[Mpi-forum] MPI_Request_free restrictions

HOLMES Daniel d.holmes at epcc.ed.ac.uk
Sat Aug 15 05:46:20 CDT 2020


Hi Jim,

Consider a simple test that does an MPI_Isend that has no matching recv, frees the request, and then calls MPI_Finalize. Does the above text say this should work? Or not?

IMHO, this program is erroneous because the “receiver” process does not comply with the requirements of MPI_FINALIZE, i.e. it must initiate all MPI calls needed to complete its involvement in MPI communications - it must initiate a matching receive operation (or the sender must cancel their send).

The actual behaviour is undefined - MPI might raise an error (if it notices), it might hang in MPI_FINALIZE at the sender process (e.g. because it has a large send buffer that it is waiting for a receiver to drain before it releases it), or it may seem to complete successfully (e.g. if the message is small, was sent eagerly, and the “receiver” doesn’t look at its unexpected message queue because it has no reason to do so).

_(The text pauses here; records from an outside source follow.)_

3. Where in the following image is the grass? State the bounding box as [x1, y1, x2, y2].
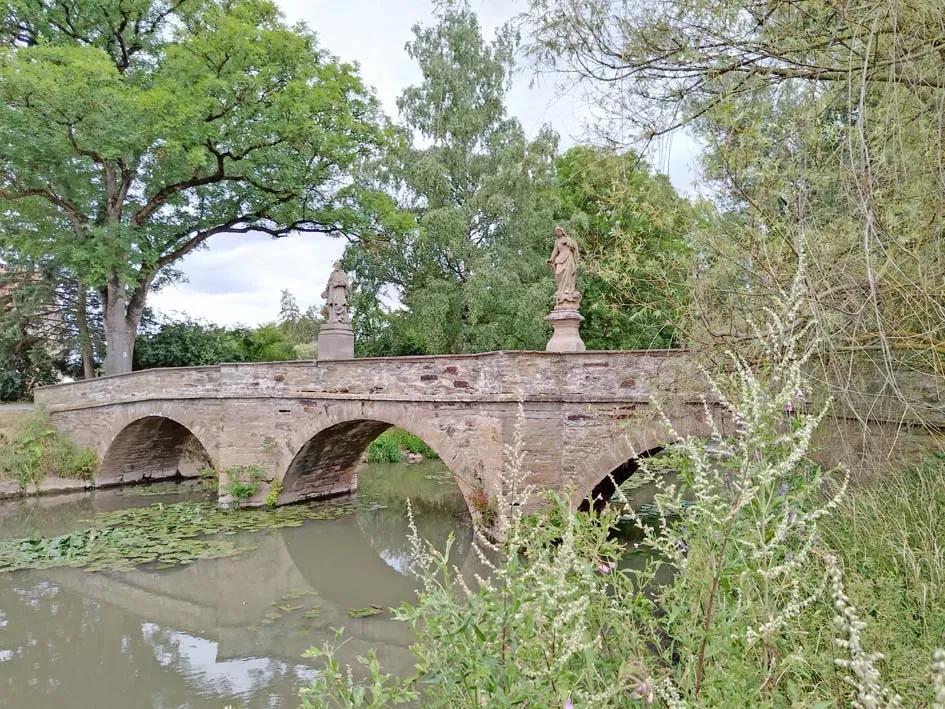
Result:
[814, 455, 945, 701]
[0, 412, 97, 488]
[366, 428, 439, 463]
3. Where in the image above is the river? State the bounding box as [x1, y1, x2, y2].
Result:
[0, 460, 474, 708]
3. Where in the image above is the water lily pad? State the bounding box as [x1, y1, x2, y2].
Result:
[347, 605, 384, 618]
[0, 500, 355, 574]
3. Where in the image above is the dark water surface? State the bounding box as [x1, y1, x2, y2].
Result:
[0, 461, 473, 709]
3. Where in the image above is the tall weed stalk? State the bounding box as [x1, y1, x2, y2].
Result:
[301, 264, 943, 707]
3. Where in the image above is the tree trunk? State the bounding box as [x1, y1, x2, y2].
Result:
[76, 285, 95, 379]
[102, 280, 139, 376]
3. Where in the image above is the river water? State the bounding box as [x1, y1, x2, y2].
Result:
[0, 460, 474, 709]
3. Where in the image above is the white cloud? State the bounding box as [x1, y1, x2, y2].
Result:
[151, 232, 344, 327]
[150, 0, 700, 327]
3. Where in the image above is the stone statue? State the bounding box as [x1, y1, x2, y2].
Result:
[321, 261, 350, 324]
[547, 226, 581, 310]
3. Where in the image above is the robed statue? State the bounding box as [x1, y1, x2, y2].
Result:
[321, 261, 350, 324]
[547, 226, 581, 310]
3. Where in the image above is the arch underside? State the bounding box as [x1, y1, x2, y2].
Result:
[579, 446, 665, 513]
[99, 416, 212, 486]
[280, 420, 394, 504]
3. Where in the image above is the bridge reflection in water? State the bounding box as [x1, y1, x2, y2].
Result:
[0, 465, 475, 708]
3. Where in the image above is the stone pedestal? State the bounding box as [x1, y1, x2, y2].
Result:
[544, 309, 586, 352]
[317, 322, 354, 360]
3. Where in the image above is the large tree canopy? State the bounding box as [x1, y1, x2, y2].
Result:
[345, 0, 558, 355]
[0, 0, 396, 373]
[524, 0, 945, 417]
[555, 145, 697, 350]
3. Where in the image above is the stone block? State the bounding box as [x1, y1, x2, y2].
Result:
[544, 310, 586, 352]
[317, 323, 354, 361]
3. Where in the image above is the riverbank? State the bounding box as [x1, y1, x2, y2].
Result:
[0, 408, 98, 497]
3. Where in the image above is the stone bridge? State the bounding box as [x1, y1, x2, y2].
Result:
[33, 350, 943, 514]
[34, 351, 718, 513]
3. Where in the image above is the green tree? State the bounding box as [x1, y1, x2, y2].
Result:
[345, 0, 558, 354]
[0, 263, 63, 399]
[278, 289, 321, 355]
[0, 0, 397, 375]
[523, 0, 945, 414]
[555, 146, 697, 349]
[134, 318, 248, 369]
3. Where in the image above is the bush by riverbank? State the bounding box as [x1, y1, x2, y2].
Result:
[366, 428, 438, 464]
[0, 413, 97, 489]
[301, 290, 945, 707]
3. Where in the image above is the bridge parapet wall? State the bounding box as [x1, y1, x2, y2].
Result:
[33, 350, 941, 512]
[34, 351, 706, 411]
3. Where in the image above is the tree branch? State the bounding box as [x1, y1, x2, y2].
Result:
[0, 186, 88, 226]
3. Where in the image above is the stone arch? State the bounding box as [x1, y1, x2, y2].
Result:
[99, 415, 214, 486]
[279, 405, 481, 514]
[570, 406, 725, 510]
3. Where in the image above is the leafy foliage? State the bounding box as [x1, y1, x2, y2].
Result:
[0, 499, 354, 573]
[366, 434, 402, 464]
[0, 0, 396, 373]
[366, 428, 438, 463]
[222, 464, 266, 508]
[0, 263, 68, 398]
[346, 0, 557, 355]
[135, 319, 251, 368]
[555, 146, 698, 349]
[523, 0, 945, 421]
[134, 299, 322, 369]
[301, 270, 943, 706]
[0, 413, 97, 486]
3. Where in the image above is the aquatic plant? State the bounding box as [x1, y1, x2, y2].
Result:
[347, 605, 384, 618]
[0, 500, 354, 573]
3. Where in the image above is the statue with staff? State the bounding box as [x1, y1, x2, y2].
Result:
[321, 261, 350, 324]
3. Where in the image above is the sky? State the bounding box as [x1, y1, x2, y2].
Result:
[148, 0, 702, 328]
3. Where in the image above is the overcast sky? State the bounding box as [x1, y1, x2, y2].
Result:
[148, 0, 701, 327]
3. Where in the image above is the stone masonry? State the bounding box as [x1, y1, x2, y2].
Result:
[33, 350, 945, 514]
[34, 351, 715, 511]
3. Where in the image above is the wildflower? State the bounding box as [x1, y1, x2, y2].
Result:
[786, 400, 793, 414]
[596, 561, 616, 574]
[564, 698, 574, 709]
[633, 679, 653, 702]
[778, 481, 788, 497]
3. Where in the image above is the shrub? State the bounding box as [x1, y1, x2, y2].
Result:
[366, 434, 402, 464]
[265, 478, 283, 508]
[196, 465, 219, 493]
[366, 428, 437, 463]
[0, 413, 97, 487]
[300, 266, 944, 707]
[391, 429, 438, 459]
[222, 465, 265, 509]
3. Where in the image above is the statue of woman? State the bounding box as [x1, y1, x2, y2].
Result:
[547, 226, 579, 302]
[321, 261, 350, 324]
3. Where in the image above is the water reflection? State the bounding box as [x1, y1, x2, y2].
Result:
[142, 623, 316, 704]
[0, 461, 472, 708]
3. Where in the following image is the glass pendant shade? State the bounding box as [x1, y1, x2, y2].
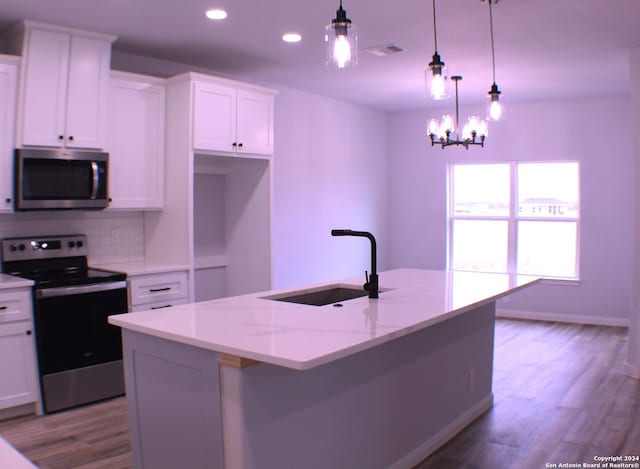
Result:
[487, 83, 505, 121]
[425, 56, 450, 100]
[325, 2, 357, 69]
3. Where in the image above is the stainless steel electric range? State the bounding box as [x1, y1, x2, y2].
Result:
[1, 234, 128, 413]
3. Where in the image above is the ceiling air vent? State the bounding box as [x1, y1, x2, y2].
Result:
[365, 44, 405, 57]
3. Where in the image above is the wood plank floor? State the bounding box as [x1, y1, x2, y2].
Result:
[0, 319, 638, 469]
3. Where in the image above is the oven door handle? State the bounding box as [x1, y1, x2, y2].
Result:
[35, 281, 128, 299]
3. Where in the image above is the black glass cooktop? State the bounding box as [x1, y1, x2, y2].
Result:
[17, 267, 126, 288]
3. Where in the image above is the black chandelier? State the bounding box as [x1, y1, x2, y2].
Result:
[426, 0, 504, 149]
[428, 76, 488, 149]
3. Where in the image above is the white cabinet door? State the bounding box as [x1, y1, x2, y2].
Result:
[192, 81, 236, 153]
[191, 77, 275, 157]
[108, 73, 166, 209]
[236, 89, 274, 156]
[65, 35, 111, 149]
[19, 24, 112, 149]
[21, 28, 69, 147]
[0, 322, 38, 409]
[0, 58, 18, 212]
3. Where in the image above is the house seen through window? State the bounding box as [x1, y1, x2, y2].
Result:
[448, 162, 580, 280]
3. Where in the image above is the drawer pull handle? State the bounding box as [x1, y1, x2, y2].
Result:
[149, 287, 171, 293]
[151, 304, 172, 310]
[0, 306, 7, 310]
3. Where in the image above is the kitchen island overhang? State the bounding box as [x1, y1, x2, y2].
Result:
[109, 268, 539, 469]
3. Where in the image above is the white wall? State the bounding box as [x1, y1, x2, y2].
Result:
[387, 96, 634, 325]
[272, 88, 388, 289]
[627, 46, 640, 377]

This ambiguity doesn’t matter because the program is erroneous - it can do anything - be happy if it doesn’t set the data centre on fire.

Cheers,
Dan.
—
Dr Daniel Holmes PhD
Architect (HPC Research)
d.holmes at epcc.ed.ac.uk<mailto:d.holmes at epcc.ed.ac.uk>
Phone: +44 (0) 131 651 3465
Mobile: +44 (0) 7940 524 088
Address: Room 2.09, Bayes Centre, 47 Potterrow, Central Area, Edinburgh, EH8 9BT
—
The University of Edinburgh is a charitable body, registered in Scotland, with registration number SC005336.
—

On 14 Aug 2020, at 18:28, Jim Dinan <james.dinan at gmail.com<mailto:james.dinan at gmail.com>> wrote:

Sorry, we seem to have lost the mailing list for the last couple messages below (my fault).

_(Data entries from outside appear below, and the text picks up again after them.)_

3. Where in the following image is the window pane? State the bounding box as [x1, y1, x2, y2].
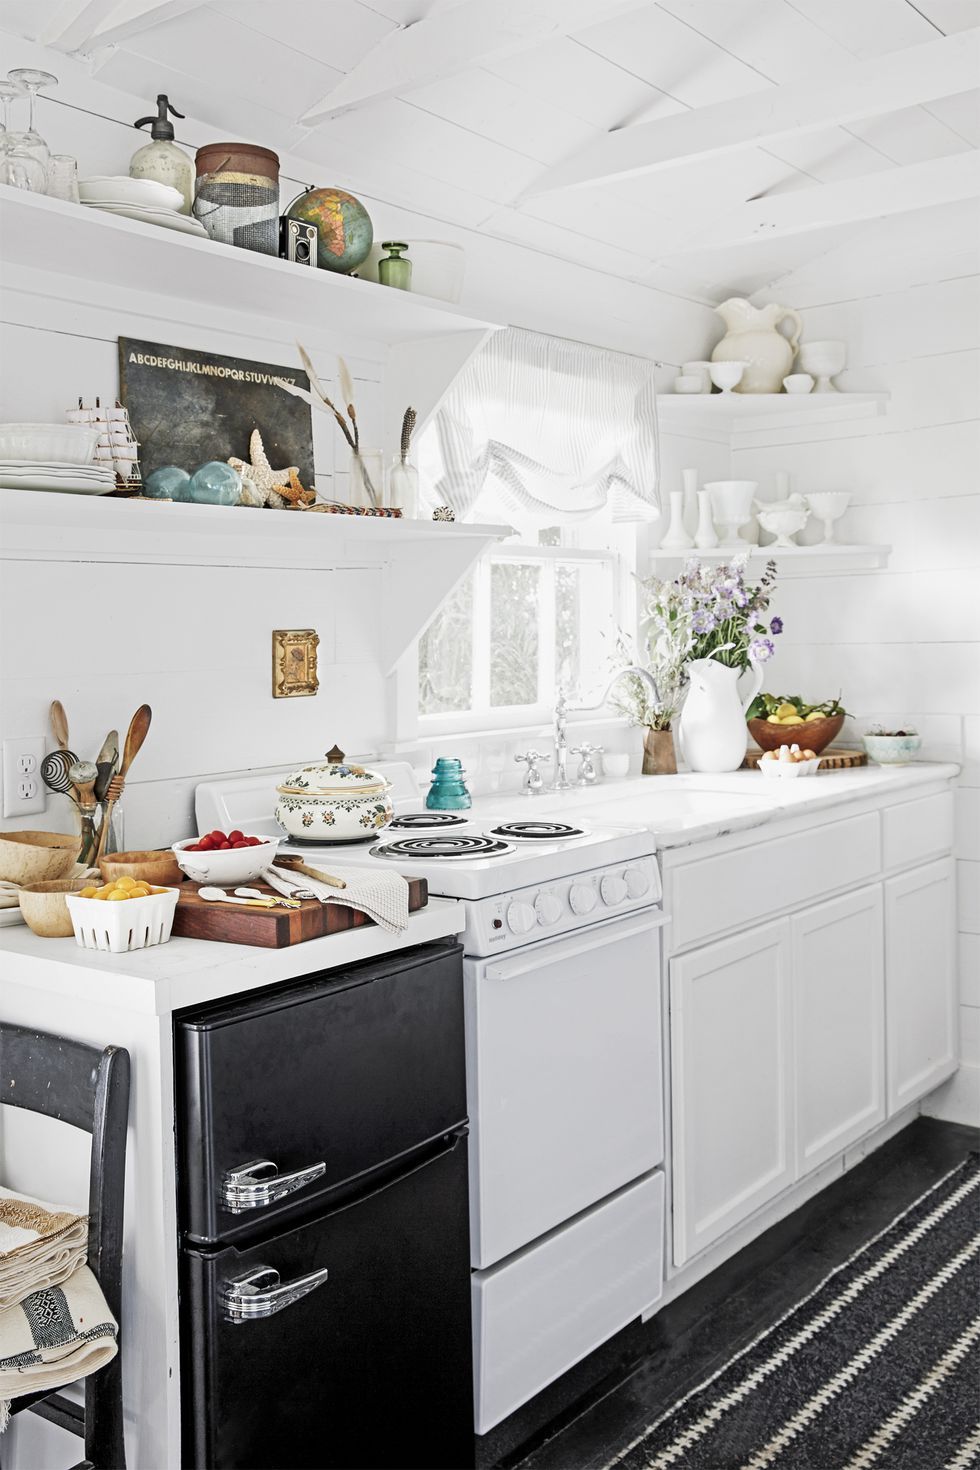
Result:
[418, 571, 474, 715]
[490, 562, 540, 707]
[555, 563, 581, 695]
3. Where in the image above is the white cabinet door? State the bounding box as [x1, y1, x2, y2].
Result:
[670, 920, 793, 1266]
[793, 887, 885, 1175]
[885, 858, 958, 1114]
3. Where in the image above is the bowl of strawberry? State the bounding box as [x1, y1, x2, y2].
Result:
[172, 831, 280, 885]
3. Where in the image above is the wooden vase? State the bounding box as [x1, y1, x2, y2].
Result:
[643, 728, 677, 776]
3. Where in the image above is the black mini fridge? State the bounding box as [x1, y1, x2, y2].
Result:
[175, 940, 474, 1470]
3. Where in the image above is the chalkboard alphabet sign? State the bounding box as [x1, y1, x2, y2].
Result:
[118, 337, 314, 483]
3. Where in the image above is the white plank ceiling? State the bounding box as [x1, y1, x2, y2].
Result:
[4, 0, 980, 303]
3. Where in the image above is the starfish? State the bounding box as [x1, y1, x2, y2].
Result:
[228, 429, 297, 509]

The text on MPI_FINALIZE does not mandate “no pending communication”, it requires “all MPI calls needed to complete its involvement …"
"Before an MPI process invokes MPI_FINALIZE, the process must perform all MPI calls needed to complete its involvement in MPI communications associated with the World Model. It must locally complete all MPI operations that it initiated and must execute matching calls needed to complete MPI communications initiated by other processes. For example, if the process executed a nonblocking send, it must eventually call MPI_WAIT, MPI_TEST, MPI_REQUEST_FREE, or any derived function” §10.2.2 in MPI-4.0

Consider a simple test that does an MPI_Isend that has no matching recv, frees the request, and then calls MPI_Finalize.

Does the above text say this should work? Or not?

 ~Jim.

On Fri, Aug 14, 2020 at 9:28 AM HOLMES Daniel <d.holmes at epcc.ed.ac.uk<mailto:d.holmes at epcc.ed.ac.uk>> wrote:
Hi Jim,

If the user releases their reference, the MPI library will need to add this handle to some internal data structure. IIRC, never requiring MPI to do this was a design guideline for MPI 3.0.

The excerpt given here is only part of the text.